In certain skilled labor positions, the union can accomplish this by seizing control of the certification pathways.
With government services, the union can accomplish this by financing politicians who favor restrictive labor practices.
However, in the absence of the ability to restrict the labor pool, unions have no power to compel employers to negotiate with them since it’s normally easier for the employers to just hire from the general labor pool.
Most of the decline in unions owes to the first factor I mentioned above: the decline of company towns. A combination of automation, outsourcing and a broadening of the economy as a whole meant that the sort of concentrated mass unskilled labor that drove the union movement in the early years no longer existed.

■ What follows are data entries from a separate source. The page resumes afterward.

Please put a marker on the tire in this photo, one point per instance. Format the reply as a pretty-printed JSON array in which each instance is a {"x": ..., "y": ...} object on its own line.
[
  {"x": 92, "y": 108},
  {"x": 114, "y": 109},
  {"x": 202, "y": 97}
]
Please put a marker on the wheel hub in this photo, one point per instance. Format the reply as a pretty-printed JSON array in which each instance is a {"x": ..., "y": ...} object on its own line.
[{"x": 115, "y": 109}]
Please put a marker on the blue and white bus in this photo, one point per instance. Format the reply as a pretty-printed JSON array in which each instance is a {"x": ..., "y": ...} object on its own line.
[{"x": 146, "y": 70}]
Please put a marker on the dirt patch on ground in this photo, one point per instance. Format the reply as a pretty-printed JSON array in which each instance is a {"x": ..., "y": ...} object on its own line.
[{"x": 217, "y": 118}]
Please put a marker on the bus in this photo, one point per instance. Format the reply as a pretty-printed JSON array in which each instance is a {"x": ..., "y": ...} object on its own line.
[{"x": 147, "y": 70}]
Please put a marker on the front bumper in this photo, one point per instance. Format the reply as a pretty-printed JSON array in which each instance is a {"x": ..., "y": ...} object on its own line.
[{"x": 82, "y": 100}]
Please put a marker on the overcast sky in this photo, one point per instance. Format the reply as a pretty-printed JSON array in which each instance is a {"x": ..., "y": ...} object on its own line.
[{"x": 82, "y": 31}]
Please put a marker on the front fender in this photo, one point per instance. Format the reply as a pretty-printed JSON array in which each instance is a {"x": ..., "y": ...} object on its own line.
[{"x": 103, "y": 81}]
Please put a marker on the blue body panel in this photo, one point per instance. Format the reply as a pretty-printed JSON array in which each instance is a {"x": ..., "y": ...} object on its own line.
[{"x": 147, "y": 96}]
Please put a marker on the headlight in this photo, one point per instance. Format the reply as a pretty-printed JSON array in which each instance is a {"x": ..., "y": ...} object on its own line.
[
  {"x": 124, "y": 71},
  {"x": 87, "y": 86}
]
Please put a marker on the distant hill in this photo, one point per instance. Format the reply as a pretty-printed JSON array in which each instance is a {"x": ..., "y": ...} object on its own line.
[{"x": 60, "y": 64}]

Part of the problem is that Unions get inherently political. They are supposed to be there to represent the interests of the workers. The situation starts when you appoint a shop steward and you now give power and influence to someone that didn’t have it before. Most shop stewards are good, overworked fellow workers – but there are some that start seeking to raise their personal profile by making sure that their union is the majority union and starting points of conflict with the employers just to raise their own importance. They seek to dominant the agenda at any union meetings and stop listening to what their members’ needs are.
Also to mention that you have to pay dues to be in the union.
There’s probably also some rub off that college graduates feel that they’re too good or too busy to be part of a union.
Definitely the biggest nail in the coffin though is the emergence of Generation Meh where people are not motivated to participate, greatly value their privacy and free time and avoid any extraneous contact with work colleagues.